Since Sir Henry Bessemer first patented the twin roll method for the production of steel sheet directly from a liquid melt over 150 years ago, a number of alternate methods of steel production have been developed. Until the 1950's, ingot slab production was the standard practice where steel was poured into stationary molds or casks. Starting in the late 1950's, conventional slab casting through continuous casting was developed as a new route to improve yield, quality, and productivity in the production of steel. It is used to produce semifinished billet, bloom, or slab for subsequent rolling in finishing mills. In 1989, another steel manufacturing process was developed called thin slab casting which was first implemented by Nucor Steel. The process has allowed the production of steel slabs which are typically thinner than those produced by continuous casting. In addition, the process has been cited as one of the two most important developments of the 20th Century. In 1998, the twin roll strip casting process (i.e. Castrip®) was developed by Nucor Steel. In the strip casting process, molten steel is poured into a smooth sheet in one step at the desired thickness without the need for subsequent and expensive rolling operations. This is achieved by directing liquid steel through nozzles which are aimed between the gaps of two 500 mm spinning copper alloy casting rolls.
Conventional steel alloys solidify by what may be termed conventional liquid solid transformation routes. By this route, generally a small amount of liquid undercooling may be achieved prior to nucleation, resulting in the formation of coarse structure, due to rapid diffusion at elevated temperatures. Growth of corresponding crystals occurs in a superheated liquid melt, resulting in conventional growth modes such as dendritic or cellular growth. While theoretically, any metallic element or alloy may form a glass, conventional steels may not form glasses under normal solidification conditions as the critical cooling rates for metallic glass formation of conventional steels may be extremely high and generally in the range of 106 to 109 K/s.

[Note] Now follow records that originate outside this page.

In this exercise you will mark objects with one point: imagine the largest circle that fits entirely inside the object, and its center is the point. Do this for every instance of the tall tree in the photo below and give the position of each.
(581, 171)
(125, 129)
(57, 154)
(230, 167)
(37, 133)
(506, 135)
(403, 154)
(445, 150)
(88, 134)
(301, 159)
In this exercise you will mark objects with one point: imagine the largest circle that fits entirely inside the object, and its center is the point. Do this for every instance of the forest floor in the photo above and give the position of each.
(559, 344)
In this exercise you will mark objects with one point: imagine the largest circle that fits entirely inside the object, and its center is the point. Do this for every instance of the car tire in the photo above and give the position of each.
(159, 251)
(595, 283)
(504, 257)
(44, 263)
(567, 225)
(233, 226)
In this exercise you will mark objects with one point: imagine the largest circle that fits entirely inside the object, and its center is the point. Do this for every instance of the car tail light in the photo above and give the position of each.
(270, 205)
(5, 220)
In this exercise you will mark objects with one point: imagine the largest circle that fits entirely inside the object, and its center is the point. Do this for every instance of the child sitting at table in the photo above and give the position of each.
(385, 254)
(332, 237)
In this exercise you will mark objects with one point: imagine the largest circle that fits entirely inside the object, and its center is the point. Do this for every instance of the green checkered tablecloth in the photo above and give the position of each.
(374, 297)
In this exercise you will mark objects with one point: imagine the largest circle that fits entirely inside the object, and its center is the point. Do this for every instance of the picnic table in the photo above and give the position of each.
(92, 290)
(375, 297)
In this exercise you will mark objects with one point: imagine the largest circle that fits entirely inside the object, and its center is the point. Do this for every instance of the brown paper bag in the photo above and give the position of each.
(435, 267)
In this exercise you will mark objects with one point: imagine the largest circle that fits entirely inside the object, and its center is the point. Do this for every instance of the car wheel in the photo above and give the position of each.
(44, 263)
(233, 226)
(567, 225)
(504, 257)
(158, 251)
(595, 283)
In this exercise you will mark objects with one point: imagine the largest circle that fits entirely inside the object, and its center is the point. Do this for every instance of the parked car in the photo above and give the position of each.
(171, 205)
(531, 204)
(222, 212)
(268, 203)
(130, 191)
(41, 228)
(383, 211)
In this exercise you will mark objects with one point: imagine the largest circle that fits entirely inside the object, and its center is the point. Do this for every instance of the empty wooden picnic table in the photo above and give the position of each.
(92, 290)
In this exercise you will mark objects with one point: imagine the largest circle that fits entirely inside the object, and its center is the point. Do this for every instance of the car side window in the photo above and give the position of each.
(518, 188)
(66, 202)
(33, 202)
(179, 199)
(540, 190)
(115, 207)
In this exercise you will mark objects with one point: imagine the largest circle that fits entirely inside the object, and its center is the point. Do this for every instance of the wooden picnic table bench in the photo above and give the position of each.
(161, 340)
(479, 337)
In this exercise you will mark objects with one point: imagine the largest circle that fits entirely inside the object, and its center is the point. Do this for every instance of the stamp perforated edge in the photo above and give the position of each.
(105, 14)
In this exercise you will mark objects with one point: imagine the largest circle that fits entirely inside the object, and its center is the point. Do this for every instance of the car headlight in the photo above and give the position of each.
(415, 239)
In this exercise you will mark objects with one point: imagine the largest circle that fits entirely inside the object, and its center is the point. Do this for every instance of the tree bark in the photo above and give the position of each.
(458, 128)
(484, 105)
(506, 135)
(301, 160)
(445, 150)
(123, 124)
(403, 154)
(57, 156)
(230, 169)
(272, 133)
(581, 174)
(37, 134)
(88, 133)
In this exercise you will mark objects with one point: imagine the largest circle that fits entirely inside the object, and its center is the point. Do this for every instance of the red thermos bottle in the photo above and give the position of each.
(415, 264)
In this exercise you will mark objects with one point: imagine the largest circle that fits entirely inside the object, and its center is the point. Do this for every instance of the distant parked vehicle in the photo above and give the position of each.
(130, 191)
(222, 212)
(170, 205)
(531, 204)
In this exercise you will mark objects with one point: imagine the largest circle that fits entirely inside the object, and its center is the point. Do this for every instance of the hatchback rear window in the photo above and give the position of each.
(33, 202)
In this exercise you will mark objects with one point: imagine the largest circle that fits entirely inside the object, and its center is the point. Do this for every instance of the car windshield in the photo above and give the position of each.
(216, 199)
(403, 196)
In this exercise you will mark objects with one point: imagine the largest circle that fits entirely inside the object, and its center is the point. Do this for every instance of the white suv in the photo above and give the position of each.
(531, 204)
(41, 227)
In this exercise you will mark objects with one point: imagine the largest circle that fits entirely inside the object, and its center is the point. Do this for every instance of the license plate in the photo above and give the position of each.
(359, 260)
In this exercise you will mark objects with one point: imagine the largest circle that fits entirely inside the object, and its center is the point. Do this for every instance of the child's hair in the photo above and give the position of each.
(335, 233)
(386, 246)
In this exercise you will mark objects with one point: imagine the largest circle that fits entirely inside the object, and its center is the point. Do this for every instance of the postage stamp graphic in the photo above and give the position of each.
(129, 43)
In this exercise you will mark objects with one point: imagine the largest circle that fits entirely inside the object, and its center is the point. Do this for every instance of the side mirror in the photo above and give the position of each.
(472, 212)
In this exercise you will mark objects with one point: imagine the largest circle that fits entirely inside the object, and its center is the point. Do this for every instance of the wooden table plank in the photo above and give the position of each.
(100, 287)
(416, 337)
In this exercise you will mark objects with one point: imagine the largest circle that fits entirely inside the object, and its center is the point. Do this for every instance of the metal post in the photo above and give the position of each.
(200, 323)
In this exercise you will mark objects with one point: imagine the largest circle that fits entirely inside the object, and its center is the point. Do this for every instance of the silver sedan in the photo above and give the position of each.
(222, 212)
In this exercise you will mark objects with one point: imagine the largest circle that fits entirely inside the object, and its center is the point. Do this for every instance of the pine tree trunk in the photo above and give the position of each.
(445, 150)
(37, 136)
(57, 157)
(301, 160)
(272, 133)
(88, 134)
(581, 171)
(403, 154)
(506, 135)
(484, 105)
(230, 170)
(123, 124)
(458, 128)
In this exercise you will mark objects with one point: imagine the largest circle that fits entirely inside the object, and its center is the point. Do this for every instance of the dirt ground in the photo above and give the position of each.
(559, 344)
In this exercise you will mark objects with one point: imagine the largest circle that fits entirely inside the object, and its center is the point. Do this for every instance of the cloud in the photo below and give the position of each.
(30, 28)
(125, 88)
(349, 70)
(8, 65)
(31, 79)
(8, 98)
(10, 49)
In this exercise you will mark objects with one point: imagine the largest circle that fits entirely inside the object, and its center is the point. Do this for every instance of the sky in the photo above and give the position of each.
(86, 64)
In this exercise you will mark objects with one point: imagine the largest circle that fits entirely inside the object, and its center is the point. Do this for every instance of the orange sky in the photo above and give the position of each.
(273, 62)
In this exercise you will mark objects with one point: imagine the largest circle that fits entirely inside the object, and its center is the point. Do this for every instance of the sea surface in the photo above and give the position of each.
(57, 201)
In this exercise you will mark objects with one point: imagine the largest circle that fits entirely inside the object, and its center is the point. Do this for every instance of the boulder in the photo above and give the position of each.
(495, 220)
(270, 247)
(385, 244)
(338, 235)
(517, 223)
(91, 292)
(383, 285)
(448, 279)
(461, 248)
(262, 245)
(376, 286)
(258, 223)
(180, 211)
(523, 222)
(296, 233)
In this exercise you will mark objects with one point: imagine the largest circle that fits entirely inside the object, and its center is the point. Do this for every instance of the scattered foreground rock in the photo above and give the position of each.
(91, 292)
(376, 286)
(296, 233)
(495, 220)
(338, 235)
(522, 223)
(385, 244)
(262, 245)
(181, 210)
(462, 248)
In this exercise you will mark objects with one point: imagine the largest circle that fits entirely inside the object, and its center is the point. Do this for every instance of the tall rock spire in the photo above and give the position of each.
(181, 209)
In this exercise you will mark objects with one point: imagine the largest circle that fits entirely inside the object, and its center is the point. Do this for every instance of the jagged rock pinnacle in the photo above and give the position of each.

In such a manner, conventional steel processes are designed to cover the challenges in solidification of existing steel alloys but are not designed for the particular challenges and technical hurdles found in solidifying glass forming steels. For example the twin roll process may work well for conventional plain carbon steel. This may be because the primary goal is to solidify the material while the material passes through the rolls; maximizing the total amount of heat removal may only be a minor or secondary goal. Since conventional steel alloys may undergo cooling to a few tens of degrees sufficient to solidify the melt, not much heat has to be removed before the solidification occurs.
However, in glass forming systems, in order to avoid crystallization, the undercooling may be from the melting point down to room temperature. It should also be appreciated that a sufficient level of undercooling may be from the melting point down to the glass transition temperature (Tg), since below the fictive glass transition temperature diffusion may be so slow that the effective kinetics allows almost a total cooling rate independence. Thus, as discussed above, the total undercooling necessary in conventional steels may generally be ≦50° C. but for glass forming steels, the total undercooling may be much greater and may typically be in the 500° C. to 1000° C., range depending on the alloy chemistry. Such undercooling has limited the maximum thickness of the amorphous structures achievable. Particularly as the amorphous structures solidify they may tend to have low thermal conductivity hindering the removal of thermal energy from the interior of the structure. Thus, solidification behavior in glass forming metallic alloys may be significantly different than what is found in conventional metal solidification.